Museum planner and designer Barbara Fahs Charles says: “If we do our jobs right, no one should notice we were there.” (D.A. Peterson/FOR THE WASHINGTON POST)
Growing up, our family always had a puzzle open on a table. I’ve always been good at seeing relationships between things. I’ll see something and think: That’s over here, that’s over there, but maybe it would be better if they came together. Everything you see in an exhibit, somebody designed, for good or for worse. We do that design. The simplest example is in a painting exhibition, where the decisions could be about wall colors, lighting, graphic design, wall placement or flooring. We concentrate on the tiniest of details — logo fonts, bracket finishes — but have to constantly pull back out and look at it like someone seeing it for the first time. If we do our jobs right, no one should notice we were there.
We’re using artifacts, we’re using history, we’re using photographs and combining all of those to tell another story. We did the exhibitions at the Thomas Jefferson Visitors Center at Monticello. There you’re trying to get across his ideas about liberty. Well, there are not a lot of artifacts of what was in Jefferson’s head. That was done as a large-scale video installation. We didn’t create the videos; we worked with those who did. We’re the people the museum is counting on to make sure the story makes sense.
It all matters if you are as compulsive as we are. Just in terms of brackets [to hold objects], there are excellent bracket makers, there are not-so-good bracket makers; there are bracket makers that use brass and paint it to match the artifact and those who like acrylic. You have to be really careful that you understand different people’s talents so you don’t put different styles in one case. It would be like putting two slightly different reds next to one another: All you would notice is the difference. If you were watching ballet and the chorus line couldn’t keep in step, you would have a hard time keeping your eyes on the principal dancer. In an exhibit, it can be things like the labels not being at a logical place, so you spend too much energy looking around and not enjoying the art. I remember going to an exhibit [of] Native American material. Each area was themed by color. Indians that lived along the water got blue; Indians that lived on the plains got a tannish orange. The color orange was reflecting off of everything. Things that should have been this beautiful tan leather were reflecting this awful orange. All I wanted to do was leave.

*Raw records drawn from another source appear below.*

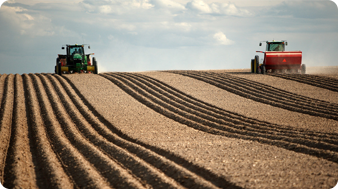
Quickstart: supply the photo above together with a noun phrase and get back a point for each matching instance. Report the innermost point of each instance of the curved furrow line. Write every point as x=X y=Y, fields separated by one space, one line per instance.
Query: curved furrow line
x=127 y=168
x=50 y=171
x=271 y=92
x=256 y=97
x=2 y=86
x=284 y=94
x=212 y=121
x=223 y=114
x=314 y=80
x=19 y=171
x=129 y=149
x=204 y=125
x=190 y=105
x=116 y=175
x=81 y=171
x=6 y=112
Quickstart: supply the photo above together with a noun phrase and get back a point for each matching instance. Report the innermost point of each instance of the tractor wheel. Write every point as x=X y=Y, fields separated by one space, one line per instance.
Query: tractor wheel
x=263 y=69
x=59 y=69
x=95 y=65
x=303 y=68
x=252 y=65
x=56 y=65
x=257 y=63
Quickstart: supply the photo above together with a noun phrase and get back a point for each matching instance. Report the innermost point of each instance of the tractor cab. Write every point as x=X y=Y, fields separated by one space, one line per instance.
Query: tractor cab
x=275 y=45
x=75 y=60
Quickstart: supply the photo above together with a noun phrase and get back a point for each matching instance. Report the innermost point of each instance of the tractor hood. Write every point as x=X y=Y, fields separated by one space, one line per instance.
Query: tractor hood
x=77 y=56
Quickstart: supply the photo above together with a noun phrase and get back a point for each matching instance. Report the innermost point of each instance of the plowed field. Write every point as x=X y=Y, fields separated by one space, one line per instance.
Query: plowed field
x=170 y=129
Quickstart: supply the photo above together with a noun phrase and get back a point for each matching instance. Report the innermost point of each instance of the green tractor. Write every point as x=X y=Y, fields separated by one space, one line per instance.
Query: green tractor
x=75 y=61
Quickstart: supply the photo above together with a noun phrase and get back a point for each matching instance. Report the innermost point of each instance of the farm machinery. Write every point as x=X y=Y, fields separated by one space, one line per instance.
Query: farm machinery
x=277 y=60
x=75 y=60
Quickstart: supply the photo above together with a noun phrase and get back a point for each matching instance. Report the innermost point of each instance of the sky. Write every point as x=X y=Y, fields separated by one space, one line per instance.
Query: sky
x=146 y=35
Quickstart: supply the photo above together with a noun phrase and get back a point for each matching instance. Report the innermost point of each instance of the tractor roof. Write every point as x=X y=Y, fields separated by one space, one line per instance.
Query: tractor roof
x=276 y=41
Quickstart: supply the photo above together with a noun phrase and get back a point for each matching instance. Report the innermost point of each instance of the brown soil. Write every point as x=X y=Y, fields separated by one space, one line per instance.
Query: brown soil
x=181 y=129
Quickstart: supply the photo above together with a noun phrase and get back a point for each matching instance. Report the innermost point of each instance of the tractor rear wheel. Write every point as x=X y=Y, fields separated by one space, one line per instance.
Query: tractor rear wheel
x=303 y=68
x=257 y=63
x=56 y=65
x=95 y=65
x=263 y=69
x=59 y=69
x=252 y=65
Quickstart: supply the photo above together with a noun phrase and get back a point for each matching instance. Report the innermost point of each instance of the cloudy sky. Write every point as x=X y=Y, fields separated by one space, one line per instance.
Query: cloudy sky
x=142 y=35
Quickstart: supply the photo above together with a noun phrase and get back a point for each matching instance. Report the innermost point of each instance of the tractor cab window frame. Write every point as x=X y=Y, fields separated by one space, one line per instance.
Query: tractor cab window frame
x=75 y=50
x=275 y=47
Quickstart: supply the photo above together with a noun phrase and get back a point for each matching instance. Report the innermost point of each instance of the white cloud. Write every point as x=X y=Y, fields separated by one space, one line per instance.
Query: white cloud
x=167 y=4
x=199 y=5
x=222 y=39
x=228 y=9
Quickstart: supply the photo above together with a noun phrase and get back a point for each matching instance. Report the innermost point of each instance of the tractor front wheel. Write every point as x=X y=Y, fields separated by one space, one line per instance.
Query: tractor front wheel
x=263 y=69
x=95 y=66
x=59 y=69
x=303 y=68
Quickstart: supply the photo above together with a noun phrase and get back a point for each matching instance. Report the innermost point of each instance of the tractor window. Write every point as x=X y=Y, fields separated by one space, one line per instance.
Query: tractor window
x=75 y=50
x=275 y=47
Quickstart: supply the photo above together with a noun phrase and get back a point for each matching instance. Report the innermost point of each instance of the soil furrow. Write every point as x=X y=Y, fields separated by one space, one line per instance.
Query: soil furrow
x=82 y=172
x=148 y=165
x=271 y=91
x=314 y=80
x=226 y=115
x=6 y=113
x=86 y=140
x=204 y=125
x=181 y=171
x=2 y=84
x=49 y=170
x=19 y=172
x=235 y=128
x=178 y=100
x=267 y=100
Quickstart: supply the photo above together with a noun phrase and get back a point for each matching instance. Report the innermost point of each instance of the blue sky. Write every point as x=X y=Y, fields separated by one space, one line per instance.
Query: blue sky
x=143 y=35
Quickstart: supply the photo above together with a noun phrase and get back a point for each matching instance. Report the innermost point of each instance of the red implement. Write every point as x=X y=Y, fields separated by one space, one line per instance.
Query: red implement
x=283 y=60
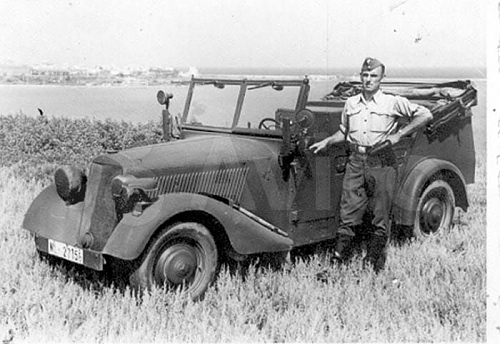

I think of seeing a finished exhibit for the first time as “Alice in Wonderland.” For so long, for so very long, this exhibit has been small, on drawings. We were bigger than it. All of sudden, you walk into [the exhibit], and it’s so much bigger than you are. Everything is flipped. You are standing in the space that was in your head. At that point, it really is beyond us. We have to let go, stand back and watch. That’s the fun part.